Hans Meuer Award Winner: A Performance Analysis of Modern Parallel Programming Models Using a Compute-Bound Application

Monday, June 28, 2021 1:15 PM to 1:35 PM · 20 min. (Africa/Abidjan)
Award WinnerChallenges in Programming for Massive ScalePerformance Modeling & TuningProgramming Models & Languages



Performance portability is becoming increasingly important as next-generation high performance computing systems grow increasingly diverse and heterogeneous. Several new approaches to parallel programming have been developed in recent years to tackle this challenge, such as SYCL and Kokkos. While several studies have been published evaluating these new programming models, they have tended to focus on memory-bandwidth bound applications. In this paper we analyse the performance of the most promising modern parallel programming models, on a diverse range of contemporary high-performance hardware, using a compute-bound molecular docking mini-app. We present a mini-app for BUDE, the Bristol University Docking Engine, am application routinely used for drug discovery.

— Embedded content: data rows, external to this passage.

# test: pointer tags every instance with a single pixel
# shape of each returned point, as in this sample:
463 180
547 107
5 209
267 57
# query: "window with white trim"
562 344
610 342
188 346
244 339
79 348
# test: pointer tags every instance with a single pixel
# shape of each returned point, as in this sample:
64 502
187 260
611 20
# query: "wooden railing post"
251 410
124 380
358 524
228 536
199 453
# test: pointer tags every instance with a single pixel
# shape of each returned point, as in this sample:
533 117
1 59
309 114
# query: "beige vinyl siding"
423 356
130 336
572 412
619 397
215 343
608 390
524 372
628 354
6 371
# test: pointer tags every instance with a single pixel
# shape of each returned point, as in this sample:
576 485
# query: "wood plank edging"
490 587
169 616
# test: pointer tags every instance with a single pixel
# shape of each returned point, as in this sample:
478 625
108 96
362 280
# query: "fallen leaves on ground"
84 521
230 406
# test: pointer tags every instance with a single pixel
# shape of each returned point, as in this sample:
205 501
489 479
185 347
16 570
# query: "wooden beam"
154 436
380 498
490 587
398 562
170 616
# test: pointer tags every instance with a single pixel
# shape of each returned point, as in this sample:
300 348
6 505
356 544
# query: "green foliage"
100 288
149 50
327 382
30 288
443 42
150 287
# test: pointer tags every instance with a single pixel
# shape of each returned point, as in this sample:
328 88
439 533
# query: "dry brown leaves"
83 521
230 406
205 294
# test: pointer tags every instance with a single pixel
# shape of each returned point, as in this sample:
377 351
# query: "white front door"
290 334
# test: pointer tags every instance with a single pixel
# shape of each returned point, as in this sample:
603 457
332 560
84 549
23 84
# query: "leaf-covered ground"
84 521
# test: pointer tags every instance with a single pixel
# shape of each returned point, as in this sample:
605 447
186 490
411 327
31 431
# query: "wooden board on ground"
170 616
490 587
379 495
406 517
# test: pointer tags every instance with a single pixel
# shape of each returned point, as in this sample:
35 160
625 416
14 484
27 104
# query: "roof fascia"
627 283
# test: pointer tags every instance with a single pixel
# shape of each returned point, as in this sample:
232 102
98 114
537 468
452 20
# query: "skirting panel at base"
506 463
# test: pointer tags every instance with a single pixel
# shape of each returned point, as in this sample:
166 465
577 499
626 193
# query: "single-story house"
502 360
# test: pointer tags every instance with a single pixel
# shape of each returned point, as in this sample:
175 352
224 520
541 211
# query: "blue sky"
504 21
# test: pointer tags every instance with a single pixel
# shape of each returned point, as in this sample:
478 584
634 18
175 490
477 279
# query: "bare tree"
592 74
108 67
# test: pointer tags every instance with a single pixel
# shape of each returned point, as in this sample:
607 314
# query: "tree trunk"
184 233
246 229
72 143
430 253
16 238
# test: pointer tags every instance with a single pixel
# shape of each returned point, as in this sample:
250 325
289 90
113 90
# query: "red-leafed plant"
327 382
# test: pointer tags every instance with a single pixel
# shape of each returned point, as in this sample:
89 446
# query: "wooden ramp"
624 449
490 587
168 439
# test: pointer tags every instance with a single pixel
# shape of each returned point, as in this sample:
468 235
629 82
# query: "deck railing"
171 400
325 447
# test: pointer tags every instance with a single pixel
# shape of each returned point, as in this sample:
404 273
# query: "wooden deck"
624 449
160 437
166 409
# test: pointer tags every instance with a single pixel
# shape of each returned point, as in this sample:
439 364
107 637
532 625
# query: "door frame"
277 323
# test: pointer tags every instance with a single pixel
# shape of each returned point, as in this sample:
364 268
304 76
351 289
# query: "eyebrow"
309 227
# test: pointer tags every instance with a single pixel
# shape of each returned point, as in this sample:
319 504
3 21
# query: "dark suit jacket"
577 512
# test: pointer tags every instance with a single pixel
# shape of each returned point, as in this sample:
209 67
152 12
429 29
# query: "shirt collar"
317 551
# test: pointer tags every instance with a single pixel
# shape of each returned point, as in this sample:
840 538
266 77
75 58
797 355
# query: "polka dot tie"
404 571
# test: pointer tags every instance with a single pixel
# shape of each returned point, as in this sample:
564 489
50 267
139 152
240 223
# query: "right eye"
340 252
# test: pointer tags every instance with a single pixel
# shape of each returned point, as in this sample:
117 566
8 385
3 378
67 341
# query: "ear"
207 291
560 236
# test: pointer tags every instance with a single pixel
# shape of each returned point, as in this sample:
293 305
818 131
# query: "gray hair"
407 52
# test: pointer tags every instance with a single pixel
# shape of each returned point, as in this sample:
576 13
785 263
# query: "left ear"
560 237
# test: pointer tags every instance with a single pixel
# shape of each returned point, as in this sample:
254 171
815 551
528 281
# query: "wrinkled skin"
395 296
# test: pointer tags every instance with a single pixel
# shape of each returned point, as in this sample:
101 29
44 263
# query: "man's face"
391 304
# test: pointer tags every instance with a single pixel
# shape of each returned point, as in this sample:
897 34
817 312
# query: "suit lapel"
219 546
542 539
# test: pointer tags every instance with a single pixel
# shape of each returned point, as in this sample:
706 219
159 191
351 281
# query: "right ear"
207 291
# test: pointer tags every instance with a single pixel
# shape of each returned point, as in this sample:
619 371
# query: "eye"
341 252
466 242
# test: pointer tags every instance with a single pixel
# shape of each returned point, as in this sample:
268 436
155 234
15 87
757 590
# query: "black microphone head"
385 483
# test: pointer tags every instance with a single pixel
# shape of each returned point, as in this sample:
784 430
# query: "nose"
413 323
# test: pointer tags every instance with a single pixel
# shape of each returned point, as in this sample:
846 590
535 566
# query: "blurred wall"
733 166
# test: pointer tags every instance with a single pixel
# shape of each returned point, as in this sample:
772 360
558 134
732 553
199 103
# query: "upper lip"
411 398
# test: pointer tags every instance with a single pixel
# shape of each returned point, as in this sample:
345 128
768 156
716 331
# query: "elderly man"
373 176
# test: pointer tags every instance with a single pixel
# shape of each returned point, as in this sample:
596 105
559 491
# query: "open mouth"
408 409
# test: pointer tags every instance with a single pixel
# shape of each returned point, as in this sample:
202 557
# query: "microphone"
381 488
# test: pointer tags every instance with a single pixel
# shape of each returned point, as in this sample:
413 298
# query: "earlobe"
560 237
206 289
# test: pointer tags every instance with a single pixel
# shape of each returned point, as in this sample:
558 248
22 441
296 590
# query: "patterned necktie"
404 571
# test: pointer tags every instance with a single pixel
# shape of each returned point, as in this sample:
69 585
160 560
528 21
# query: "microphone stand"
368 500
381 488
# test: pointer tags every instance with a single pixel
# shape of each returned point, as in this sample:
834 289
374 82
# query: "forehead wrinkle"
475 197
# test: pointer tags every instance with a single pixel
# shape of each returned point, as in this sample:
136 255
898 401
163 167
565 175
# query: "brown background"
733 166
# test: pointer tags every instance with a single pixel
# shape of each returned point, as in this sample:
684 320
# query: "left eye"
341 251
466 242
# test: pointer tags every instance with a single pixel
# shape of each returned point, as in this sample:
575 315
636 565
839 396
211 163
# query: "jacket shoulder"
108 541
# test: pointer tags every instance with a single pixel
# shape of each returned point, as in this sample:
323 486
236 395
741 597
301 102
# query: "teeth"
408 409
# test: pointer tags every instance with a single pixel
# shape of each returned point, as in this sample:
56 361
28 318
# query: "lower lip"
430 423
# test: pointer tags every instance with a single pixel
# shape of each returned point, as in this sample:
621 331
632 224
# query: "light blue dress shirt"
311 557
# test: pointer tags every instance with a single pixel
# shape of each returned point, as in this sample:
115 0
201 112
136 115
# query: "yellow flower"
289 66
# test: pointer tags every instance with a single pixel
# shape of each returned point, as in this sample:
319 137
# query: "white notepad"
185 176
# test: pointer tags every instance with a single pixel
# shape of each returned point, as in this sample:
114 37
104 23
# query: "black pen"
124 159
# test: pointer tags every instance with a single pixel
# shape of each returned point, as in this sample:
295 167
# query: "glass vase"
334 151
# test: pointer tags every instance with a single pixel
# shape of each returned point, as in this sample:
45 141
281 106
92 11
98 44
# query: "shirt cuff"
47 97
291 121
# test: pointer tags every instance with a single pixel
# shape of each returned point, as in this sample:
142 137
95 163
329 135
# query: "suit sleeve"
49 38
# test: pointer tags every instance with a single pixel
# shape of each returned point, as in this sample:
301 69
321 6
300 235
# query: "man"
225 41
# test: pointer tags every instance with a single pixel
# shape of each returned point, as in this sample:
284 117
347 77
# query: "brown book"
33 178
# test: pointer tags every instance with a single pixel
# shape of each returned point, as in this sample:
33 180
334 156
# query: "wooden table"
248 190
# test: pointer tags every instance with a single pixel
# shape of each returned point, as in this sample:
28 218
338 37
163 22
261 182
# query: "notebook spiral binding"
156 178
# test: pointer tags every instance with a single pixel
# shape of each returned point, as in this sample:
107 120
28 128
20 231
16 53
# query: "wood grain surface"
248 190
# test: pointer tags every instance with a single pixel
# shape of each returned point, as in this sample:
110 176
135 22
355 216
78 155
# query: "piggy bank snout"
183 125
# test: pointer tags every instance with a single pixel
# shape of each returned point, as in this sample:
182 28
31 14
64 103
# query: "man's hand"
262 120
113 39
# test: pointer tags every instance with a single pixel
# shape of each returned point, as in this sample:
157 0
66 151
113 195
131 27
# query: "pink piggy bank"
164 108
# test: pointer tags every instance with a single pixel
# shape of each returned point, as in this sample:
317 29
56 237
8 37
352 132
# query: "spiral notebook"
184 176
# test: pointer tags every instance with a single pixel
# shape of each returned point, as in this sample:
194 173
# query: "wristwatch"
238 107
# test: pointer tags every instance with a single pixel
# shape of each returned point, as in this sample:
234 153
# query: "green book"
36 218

We implement the mini-app in different programming models targeting both CPUs and GPUs, including SYCL and Kokkos. We then present an analysis of the performance of each implementation and compare them to highly-optimised baselines set using established programming models such as OpenMP, OpenCL, and CUDA. Our study includes a wide variety of modern hardware platforms covering CPUs based on x86 and Arm architectures, as well as GPUs. We found that, with the emerging higher-level parallel programming models framework such as SYCL, we could achieve performance comparable to that of the established models without hurting either portability or productivity. We identify a set of key challenges and pitfalls to take into account when adopting these emerging programming models, some of which are implementation-specific effects and not fundamental design errors that prevent further adoption. Finally, we discuss our findings in the wider context of performance-portable compute-bound workloads.